Mais revenons au doublage.  Le film était présenté à Bordeaux en italien. Parmi les voix choisies, toutes très belles, entendre le personnage du vieil ours s'exprimer avec la belle voix du grand Andrea Camilleri, disparu en juillet dernier, apportait une belle émotion. C'est Jean-Claude Carrière qui le remplace dans la version originale. L'idée de ce passage naturel d'une langue à l'autre est très réjouissant d'un point de vue sentimental.
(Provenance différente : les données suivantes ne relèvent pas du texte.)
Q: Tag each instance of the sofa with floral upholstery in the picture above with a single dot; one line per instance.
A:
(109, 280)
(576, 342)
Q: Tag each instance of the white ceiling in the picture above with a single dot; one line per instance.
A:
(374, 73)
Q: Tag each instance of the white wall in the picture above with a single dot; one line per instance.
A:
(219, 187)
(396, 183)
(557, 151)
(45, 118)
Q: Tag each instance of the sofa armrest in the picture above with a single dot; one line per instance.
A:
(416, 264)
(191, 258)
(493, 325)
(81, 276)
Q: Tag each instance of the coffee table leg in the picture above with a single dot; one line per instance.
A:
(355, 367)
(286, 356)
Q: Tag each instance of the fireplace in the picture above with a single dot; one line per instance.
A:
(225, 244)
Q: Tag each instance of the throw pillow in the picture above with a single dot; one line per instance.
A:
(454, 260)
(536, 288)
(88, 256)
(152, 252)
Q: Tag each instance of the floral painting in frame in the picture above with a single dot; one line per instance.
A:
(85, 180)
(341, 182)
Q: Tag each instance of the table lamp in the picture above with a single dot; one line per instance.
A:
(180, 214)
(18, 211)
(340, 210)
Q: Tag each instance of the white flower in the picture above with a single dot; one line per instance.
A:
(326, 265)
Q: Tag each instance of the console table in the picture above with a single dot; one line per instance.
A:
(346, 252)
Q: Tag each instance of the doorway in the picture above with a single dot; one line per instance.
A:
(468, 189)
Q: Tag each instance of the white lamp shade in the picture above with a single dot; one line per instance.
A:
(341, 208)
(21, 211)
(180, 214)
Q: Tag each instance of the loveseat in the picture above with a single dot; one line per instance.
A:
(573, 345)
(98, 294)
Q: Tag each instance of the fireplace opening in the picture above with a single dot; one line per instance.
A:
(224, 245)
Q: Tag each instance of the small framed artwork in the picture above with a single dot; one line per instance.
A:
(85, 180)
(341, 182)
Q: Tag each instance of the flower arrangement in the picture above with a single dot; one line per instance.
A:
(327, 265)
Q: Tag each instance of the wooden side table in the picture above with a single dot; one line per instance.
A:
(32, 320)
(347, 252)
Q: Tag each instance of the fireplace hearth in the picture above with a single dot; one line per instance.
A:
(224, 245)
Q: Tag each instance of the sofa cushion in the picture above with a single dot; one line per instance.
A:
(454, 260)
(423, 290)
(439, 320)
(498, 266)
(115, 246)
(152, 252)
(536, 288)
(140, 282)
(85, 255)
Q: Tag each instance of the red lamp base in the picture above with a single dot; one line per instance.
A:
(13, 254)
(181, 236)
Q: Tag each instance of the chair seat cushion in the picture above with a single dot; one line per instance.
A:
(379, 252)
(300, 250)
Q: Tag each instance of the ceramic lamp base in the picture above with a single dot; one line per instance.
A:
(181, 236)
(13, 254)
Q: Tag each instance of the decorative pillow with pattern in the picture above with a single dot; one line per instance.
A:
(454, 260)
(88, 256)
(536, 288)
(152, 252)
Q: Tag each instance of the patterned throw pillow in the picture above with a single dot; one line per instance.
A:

C'est Babel à l'envers, ours et humains parlent deux langues et par la magie de la technique le film est tout autant français qu'italien, n'est-ce pas une belle métaphore de que devraient être les relations entre des peuples frères, à travers l'art ; ne plus avoir à penser à "eux" comme différents, étrangers - aliens comme disent les britanniques - mais plutôt penser à un "nous" éclatant de chaleur et de joie, de chaque côté de la frontière, pour faire mentir et pâlir de confusion les xénophobes de tout poil. Ce film sur les ours n'est pas un simple dessin animé de qualité. Non seulement il démontre combien la passion et l'enthousiasme des hommes permet de grandes choses, mais à sa manière, il contribue à rappeler que l'on peut tout attendre de l'autre quelque soient nos différences, que ce que nous sommes les uns et les autres, peut devenir un merveilleux complément pour construire ensemble... Passer du français à l'italien est un joli symbole. Bref, le film est un bel exemple des liens naturels de cœur et d'esprit qui unissent nos deux peuples. Un hymne à la paix et à l'amour qu'il vous faut vite aller applaudir entre adultes ou en famille. La plupart des salles proposeront les deux versions.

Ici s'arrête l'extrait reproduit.